Un maxi-risarcimento, con un “acconto” da pagare subito pari a 1 miliardo e 92 milioni di dollari, somma che equivale alla presunta tangente che nel 2011 Eni e Shell avrebbero versato a favore di una cerchia di politici del governo di Abuja per ottenere “senza gara” i diritti di esplorazione del giacimento petrolifero Opl-245, al largo del delta del Niger. E’ la richiesta presentata dalla Repubblica Nigeriana, parte civile nel processo milanese che vede l’attuale amministratore delegato di Eni, Claudio Descalzi, il suo predecessore ora alla presidenza del Milan, Paolo Scaroni, altri 11 imputati – comprese le società Eni e Shell, sotto accusa per responsabilità amministrativa – imputati per corruzione internazionale.
Oltre che il pagamento di una provvisionale immediatamente esecutiva (termine tecnico che indica una sorta di acconto da versare al termine del processo penale in caso di condanna degli imputati in attesa che un Tribunale civile quantifichi l’esatto ammontare del risarcimento) l’avvocato di parte civile Lucio Lucia, che rappresenta governo nigeriano, si è inoltre associato alla richiesta del pm di confiscare ai due gruppi petroliferi la stessa somma equivalente al presunto profitto del reato.
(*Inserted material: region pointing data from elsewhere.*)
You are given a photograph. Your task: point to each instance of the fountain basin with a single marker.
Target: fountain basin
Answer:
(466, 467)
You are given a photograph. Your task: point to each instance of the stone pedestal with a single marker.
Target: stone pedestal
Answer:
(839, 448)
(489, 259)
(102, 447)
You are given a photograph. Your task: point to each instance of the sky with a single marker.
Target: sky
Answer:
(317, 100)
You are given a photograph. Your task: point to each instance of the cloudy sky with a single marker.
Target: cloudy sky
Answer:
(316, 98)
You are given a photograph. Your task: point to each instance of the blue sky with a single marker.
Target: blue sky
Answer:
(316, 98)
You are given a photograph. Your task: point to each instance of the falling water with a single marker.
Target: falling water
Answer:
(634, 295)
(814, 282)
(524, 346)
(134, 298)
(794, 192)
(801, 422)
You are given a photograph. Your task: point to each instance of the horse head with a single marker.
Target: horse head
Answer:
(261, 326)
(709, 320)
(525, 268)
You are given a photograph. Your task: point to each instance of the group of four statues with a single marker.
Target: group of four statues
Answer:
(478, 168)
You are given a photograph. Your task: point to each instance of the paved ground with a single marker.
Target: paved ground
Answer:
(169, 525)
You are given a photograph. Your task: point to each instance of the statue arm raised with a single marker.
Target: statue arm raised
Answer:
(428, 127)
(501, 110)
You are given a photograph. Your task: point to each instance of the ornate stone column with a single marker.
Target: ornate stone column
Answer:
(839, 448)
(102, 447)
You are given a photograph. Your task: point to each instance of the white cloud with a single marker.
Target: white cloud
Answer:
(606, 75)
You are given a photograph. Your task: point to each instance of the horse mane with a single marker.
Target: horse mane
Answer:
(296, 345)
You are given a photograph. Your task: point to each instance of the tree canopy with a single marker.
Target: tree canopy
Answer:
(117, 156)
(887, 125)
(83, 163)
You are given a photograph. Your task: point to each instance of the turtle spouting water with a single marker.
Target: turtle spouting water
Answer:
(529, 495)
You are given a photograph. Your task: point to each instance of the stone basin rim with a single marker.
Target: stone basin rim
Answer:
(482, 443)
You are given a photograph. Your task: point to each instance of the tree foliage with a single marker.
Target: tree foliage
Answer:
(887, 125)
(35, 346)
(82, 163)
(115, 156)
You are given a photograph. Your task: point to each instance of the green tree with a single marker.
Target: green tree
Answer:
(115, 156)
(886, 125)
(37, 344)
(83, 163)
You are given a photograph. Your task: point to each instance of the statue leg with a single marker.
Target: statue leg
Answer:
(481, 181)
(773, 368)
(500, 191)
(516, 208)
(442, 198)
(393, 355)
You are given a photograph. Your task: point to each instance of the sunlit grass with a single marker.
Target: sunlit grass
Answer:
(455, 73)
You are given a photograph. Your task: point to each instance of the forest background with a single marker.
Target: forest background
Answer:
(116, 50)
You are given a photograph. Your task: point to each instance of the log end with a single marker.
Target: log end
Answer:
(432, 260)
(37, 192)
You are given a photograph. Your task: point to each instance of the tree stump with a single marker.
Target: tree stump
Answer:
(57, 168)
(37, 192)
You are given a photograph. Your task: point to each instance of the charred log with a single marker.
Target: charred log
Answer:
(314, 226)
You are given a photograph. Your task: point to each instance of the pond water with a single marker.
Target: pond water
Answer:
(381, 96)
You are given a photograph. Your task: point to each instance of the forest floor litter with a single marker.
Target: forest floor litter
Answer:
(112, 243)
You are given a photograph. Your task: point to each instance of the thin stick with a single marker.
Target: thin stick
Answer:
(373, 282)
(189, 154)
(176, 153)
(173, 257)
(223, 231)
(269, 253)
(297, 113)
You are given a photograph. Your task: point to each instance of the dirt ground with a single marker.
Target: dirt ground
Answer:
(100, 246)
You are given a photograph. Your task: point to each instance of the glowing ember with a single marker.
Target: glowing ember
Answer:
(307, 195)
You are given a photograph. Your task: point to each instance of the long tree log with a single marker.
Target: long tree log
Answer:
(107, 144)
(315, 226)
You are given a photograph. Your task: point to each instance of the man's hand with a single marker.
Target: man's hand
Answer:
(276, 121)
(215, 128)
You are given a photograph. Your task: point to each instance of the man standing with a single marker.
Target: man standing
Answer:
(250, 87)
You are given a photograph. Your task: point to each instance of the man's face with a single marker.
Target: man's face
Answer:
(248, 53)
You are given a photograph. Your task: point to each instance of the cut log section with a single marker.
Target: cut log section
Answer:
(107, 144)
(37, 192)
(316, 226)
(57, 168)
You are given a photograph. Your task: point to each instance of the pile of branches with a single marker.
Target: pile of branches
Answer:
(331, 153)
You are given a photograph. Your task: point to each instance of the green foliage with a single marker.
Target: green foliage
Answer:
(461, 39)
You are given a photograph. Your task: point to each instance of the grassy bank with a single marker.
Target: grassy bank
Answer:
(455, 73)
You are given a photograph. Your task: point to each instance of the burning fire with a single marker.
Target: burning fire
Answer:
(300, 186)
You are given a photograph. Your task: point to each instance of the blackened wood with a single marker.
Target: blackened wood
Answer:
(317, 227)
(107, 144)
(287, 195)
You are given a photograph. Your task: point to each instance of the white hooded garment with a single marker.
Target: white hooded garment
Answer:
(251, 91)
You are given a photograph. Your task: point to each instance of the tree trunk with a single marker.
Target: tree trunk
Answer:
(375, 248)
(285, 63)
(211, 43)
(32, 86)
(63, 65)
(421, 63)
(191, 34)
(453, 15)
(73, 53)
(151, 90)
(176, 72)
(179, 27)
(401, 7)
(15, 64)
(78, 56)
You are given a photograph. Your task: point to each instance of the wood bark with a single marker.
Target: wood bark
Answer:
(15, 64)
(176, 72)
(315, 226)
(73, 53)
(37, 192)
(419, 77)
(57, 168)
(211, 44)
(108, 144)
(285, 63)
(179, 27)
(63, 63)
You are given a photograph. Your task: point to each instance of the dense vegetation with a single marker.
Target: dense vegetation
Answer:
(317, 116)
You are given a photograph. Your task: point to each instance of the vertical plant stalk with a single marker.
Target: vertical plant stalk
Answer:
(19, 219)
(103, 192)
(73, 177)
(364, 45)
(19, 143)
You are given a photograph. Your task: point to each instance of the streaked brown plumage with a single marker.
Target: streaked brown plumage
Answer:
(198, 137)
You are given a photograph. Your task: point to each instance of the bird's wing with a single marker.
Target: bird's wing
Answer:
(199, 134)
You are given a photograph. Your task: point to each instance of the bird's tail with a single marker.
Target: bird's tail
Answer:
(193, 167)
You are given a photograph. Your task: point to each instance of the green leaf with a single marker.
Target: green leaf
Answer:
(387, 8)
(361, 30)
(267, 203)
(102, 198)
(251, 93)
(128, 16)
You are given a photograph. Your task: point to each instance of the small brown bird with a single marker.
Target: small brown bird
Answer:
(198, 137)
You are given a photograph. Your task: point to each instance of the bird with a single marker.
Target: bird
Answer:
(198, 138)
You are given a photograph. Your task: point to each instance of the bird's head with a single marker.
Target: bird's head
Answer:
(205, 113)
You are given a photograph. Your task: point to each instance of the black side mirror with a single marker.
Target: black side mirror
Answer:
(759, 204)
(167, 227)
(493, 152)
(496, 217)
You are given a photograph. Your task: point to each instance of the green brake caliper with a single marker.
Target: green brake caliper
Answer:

Il legale è convinto che la Repubblica Nigeriana abbia subito un “enorme danno patrimoniale” da quell’operazione: “La mancanza di gara ha privato la Nigeria di un’offerta competitiva”, ha messo in chiaro l’avvocato Lucia illustrando i risultati di una consulenza tecnica di parte da cui emerge il valore per i diritti di sfruttamento di Opl-245 era “almeno di 3,5 miliardi di dollari”. E che perciò il prezzo pagato da Eni e Shell, pari a 1 milardo e 300 milioni di dollari, “è stato vantaggiosissimo” per i due gruppi petroliferi. Altra anomalia messa in luce dal legale che rappresenta la Nigeria è quella che riguarda le clausole contrattuali estramente vantaggiose per Eni e Shell che di fatto ottennero “condizioni di estremo favore” per lo sfruttamento del giacimento “e la sua reddittività per i successivi 30 anni”. Le clausole contrattuali non prevedevano infatti a favore nessun profit oil a favore della Nigeria, che perciò non beneficia di nessuna percentuale sui profitti realizzati dai due gruppi in quel giacimento. Ma oltre al danno patrimoniale, secondo l’avvocato Lucia la Repubblica Nigeriana ha subito anche danni morali e di immagine. Soprattutto perchè “il reato ha alterato le condizioni economiche di mercato in materia di concorrenza” e “la corretta gestione degli affari pubblici in Nigeria, incidendo gravemente sullo sviluppo economico del Paese”.